A crowd watchtower (also a crowd watch tower , échauguette , pepper box , high watchtower or listening house ) is a small bay tower on a bastion top, wall or building corner, which has a round or polygonal floor plan. It usually stands on a console and is protruding. Its upper end is either a roof or a crenellated platform.

description

Crowd watchtowers were first built on medieval castles in the 12th century and were also in use on fortresses until the 16th century . In the Gothic period they appeared in large numbers on so-called five - button towers . Later, crowd watch towers were only used as a decorative element in secular buildings . Originally they were used as observation points for guards and therefore always have viewing openings in the masonry. In addition, there are often fortification elements such as loopholes and machicolations , while the towers often form the corner of a battlement .

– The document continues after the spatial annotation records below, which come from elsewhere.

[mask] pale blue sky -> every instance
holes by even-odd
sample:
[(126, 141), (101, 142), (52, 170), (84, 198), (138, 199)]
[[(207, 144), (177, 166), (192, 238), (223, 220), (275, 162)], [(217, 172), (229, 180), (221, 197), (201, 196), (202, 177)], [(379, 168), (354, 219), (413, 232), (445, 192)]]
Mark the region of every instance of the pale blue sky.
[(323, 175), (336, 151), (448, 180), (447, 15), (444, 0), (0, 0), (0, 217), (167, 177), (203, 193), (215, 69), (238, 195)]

Eugène Viollet-le-Duc suspected in his Dictionnaire raisonné de l'architecture française du XIe au XVe siècle that the early crowd watch towers - just like the Hurden of that time - were made entirely of wood and the first stone examples were very simple corner towers with a round or square plan that were placed on corners of defensive walls or defensive towers .

Examples

Wall

tower

See also

literature

Web links

Commons : Shar watchtower  - collection of pictures, videos and audio files

Individual evidence

  1. ^ A b Annie Gay: Châteaux et demeures du Jura . Editions Cabedita, Yens [ua] 1998, ISBN 2-88295-234-1 , p. 14.
  2. ^ E. Viollet-le-Duc: Dictionnaire raisonné de l'architecture franc̜aise du XIe au XVIe siècle . Vol. 5, p. 115.